Here is a reminder that the first installment of This Is Not a Reading will take place on Monday, September 15th. You should come. Here is something I worked up for the reading and then decided against using:
Using the words “Reading,” “Rainbow,” and “Lburton,” I made this chart:
book: R(18) E(5) A(1) D(4) I(9) N(14) G(7)
page: L(12) B(2) U(21) R(18) T(20) O(15) N(14)
line: R(18) A(1) I(9) N(14) B(2) O(15) W(23)
So, for instance, I went to the 23rd line of the 14th page of the 7th book whose author’s last name began with the letter G (that book being Ferdydurke by Witold Gombrowicz), and found “them with my whole body, but he sat down, so I too had to sit down.” I then, for the sake of meaning and ease, copied out the whole sentence connected to that line:
At the sight of this horribly banal and utterly commonplace Form I threw myself on my texts, covering them with my whole body, but he sat down, so I too had to sit down, and having sat down he proceeded to offer me his condolences on the death of my aunt, who died long ago and whom I had totally forgotten.
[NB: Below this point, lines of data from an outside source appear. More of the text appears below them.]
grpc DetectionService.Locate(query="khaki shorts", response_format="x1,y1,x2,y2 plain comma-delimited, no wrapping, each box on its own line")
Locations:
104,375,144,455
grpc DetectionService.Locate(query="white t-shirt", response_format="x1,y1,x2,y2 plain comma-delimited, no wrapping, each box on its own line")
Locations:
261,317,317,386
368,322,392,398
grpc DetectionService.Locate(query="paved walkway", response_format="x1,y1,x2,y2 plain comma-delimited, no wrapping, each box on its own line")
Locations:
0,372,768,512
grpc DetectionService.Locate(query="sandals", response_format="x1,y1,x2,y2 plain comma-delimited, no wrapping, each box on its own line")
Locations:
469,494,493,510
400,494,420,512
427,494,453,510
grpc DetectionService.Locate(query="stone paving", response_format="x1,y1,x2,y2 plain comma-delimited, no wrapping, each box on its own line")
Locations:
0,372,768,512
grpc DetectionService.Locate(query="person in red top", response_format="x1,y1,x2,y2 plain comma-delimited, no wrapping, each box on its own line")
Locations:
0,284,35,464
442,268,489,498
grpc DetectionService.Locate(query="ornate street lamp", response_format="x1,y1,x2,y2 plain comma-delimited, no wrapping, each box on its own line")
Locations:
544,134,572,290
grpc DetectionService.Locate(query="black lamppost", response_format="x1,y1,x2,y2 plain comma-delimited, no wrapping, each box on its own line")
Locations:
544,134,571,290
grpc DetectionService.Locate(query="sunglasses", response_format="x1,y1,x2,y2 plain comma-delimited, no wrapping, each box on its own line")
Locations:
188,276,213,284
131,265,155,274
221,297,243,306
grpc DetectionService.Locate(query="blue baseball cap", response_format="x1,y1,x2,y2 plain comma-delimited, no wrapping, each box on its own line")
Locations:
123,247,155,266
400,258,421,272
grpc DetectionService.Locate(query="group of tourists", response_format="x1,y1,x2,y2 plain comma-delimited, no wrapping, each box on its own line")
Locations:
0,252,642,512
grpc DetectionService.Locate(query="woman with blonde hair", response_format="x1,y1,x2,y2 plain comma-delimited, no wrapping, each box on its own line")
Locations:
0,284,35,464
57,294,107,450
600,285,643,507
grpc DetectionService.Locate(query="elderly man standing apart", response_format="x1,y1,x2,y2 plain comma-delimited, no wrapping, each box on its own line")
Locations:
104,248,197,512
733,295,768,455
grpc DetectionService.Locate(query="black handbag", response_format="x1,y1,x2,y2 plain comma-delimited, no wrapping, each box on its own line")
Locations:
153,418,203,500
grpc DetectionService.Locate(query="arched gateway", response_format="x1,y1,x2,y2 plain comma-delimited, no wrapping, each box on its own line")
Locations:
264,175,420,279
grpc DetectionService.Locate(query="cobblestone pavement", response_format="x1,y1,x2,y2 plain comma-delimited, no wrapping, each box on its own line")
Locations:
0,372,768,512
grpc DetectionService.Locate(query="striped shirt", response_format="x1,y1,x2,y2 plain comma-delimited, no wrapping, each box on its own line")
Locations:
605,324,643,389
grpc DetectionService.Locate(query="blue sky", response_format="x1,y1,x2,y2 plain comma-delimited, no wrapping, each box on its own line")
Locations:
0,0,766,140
After I collected all seven lines/sentences, I deleted and rearranged and deleted some more, and came up with the following paragraph (but sadly no more, which is why I don’t think I’ll be reading this at the not-reading):
My grandfather waits, as the reader must have guessed, in the monastery library. Was there, or was there not, any possibility of breaking the muddy, ominous sort of peace? If there was, the question was how to go about meaning it. And now, as he looked up into his own, he thought for the thousandth time how his heart ached with love. But Mr. Krap tells me that the whole issue’s been reopened, and that its most universal effect is deception; but even its most particular effects have something of the same three local tycoons. At the sight of this horribly banal and utterly commonplace form I threw myself on my whole body. But he sat down, and having sat down he proceeded to offer me his condolences on the death of my grandfather who waits. And during this hiatus, the last of a muddy, ominous sort, I had better get round to describing him. I found no trace of Adso’s manuscript. It was obvious. The resistance of the committee to Mrs. Silver’s smiling face—how pretty she was, how sweet and gentle and full of kindness, and I just met the whole railroad issue, and Bernick’s in conference with the same character. So I too had to sit down, and having sat down long ago, I had totally forgotten.
Instead, I think I’ll be reading from a longer piece written with a smaller rainbow. You should show up and find out what happens!